Annesi uzun süre sessiz kaldı. Sonra derin bir nefes aldı ve ellerini dizlerine koydu.

“Bunu hep hissettim,” dedi.“Ama korktum, sana zarar gelmesinden korktum. Dünya bizim gibileri kolay kabul etmiyor oğlum…”

“Ben oğlun değilim anne. Ben kızınım.”

Annesinin gözleri doldu ama ağlamadı. Başını salladı ve usulca, “Sen benim evladımsın, nasıl mutluysan öyle yaşa,” dedi.

O an, Veysel için en büyük zaferlerden biriydi. Çünkü ilk kez, annesinin karşısında, hiçbir korku olmadan, kim olduğunu söylemişti.

BİR YILDIZ GİBİ PARLAMAK

Veysel—artık Selin—için mücadele bitmemişti. Üsküdar’da yaşamak hâlâ zordu. Sokakta yürürken insanların bakışları hâlâ onu rahatsız ediyordu. Ama artık başını dik tutuyordu.

Çünkü o bir travestiydi. Ve bundan onur duyuyordu.

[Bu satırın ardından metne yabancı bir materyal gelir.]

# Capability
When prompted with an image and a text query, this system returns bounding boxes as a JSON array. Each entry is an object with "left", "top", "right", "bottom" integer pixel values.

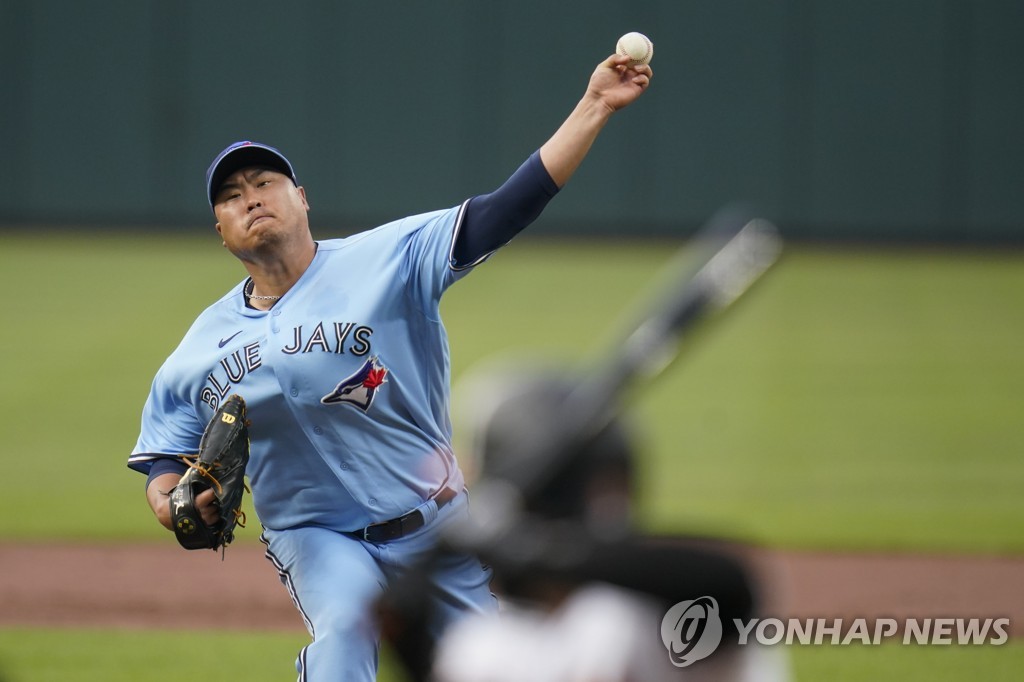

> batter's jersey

Sahnede, en parlak ışıkların altında, o eski utangaç çocuğun yerinde artık cesur, güçlü ve gururlu bir kadın vardı. Mikrofonu eline aldığında, sadece şarkı söylemiyordu. O, kendi varlığını kutluyordu.

Ve Üsküdar Vip Travesti eski sokaklarında, bir evin camından gökyüzüne bakan bir anne, uzaktaki şehir ışıklarının içinde sahne alan kızının parıltısını hayal ediyor, onunla gurur duyuyordu.

Çünkü Selin artık bir yıldızdı. Ve hiçbir şey, onun ışığını söndüremezdi.